Alla Riforma della legge elettorale va associata poi un’iniziativa che, come avviene in tutte le grandi democrazie, affidi agli elettori la scelta diretta del titolare delle funzioni di indirizzo politico.

2.2 UN PARTITO VERO

La scelta di inverare il progetto dell'Ulivo in un partito non è una scelta scontata.

Essa si fonda sulla convinzione che una democrazia senza partiti, una democrazia ridotta al solo momento elettorale, una democrazia intermittente, è una democrazia più povera una democrazia più fragile.

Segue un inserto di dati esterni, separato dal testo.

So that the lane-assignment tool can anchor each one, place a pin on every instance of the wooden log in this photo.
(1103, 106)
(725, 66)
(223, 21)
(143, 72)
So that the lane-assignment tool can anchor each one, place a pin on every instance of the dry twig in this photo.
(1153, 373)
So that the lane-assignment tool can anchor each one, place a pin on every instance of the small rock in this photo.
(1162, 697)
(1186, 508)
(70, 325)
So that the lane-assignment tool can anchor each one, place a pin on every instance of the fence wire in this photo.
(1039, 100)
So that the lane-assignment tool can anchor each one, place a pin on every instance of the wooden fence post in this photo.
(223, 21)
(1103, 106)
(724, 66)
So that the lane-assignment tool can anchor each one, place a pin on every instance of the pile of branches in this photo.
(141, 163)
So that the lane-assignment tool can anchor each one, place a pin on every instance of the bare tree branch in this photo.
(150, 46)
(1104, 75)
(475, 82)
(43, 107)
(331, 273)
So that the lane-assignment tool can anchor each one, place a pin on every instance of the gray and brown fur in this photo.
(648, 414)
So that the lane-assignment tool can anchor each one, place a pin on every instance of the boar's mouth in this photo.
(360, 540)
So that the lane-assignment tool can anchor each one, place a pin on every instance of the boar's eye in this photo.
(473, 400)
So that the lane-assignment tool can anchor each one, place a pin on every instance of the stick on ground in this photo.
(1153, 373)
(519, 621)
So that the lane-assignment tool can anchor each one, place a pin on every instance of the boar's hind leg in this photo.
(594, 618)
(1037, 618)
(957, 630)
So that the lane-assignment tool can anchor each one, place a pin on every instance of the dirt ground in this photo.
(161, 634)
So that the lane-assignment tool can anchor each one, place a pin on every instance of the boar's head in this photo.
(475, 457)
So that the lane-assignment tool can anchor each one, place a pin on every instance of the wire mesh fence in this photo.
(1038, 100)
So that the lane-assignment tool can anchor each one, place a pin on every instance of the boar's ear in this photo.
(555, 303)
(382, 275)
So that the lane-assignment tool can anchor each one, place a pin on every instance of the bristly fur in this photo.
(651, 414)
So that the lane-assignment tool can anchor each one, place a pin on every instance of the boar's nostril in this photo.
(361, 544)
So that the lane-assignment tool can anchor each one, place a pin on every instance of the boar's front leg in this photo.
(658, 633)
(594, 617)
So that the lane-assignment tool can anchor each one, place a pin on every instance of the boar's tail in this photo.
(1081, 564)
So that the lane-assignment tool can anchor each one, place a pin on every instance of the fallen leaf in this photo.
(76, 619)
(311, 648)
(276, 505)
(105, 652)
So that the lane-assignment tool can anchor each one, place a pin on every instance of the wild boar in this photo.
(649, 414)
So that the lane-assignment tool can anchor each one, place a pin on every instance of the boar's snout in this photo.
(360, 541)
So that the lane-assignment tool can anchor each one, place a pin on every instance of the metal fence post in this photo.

La stessa necessità di affidare agli elettori la sceta del titolare della guida del governo, in assenza di una infrastruttura partitica, rischia di incoraggiare il populismo e il cesarismo.

I partiti necessari a questo fine sono chiamati perciò ad essere partiti veri.

Il Partito Democratico che vogliamo deve essere perciò un partito “vero”, che riesce a riprodurre la migliore tradizione partecipativa dei partiti originari evitando l’eredità che essi ci hanno trasmesso nel momento della loro degenerazione e dissoluzione. Un partito, cioè, capace di produrre le decisioni e la coesione indispensabili a candidarsi credibilmente e ad esercitare efficacemente la funzione di governo; altrettanto capace di pensare e di praticare i tempi lunghi della politica e di dare corpo al senso della durata, consapevole della necessità, della possibilità di dare un futuro migliore all’Italia.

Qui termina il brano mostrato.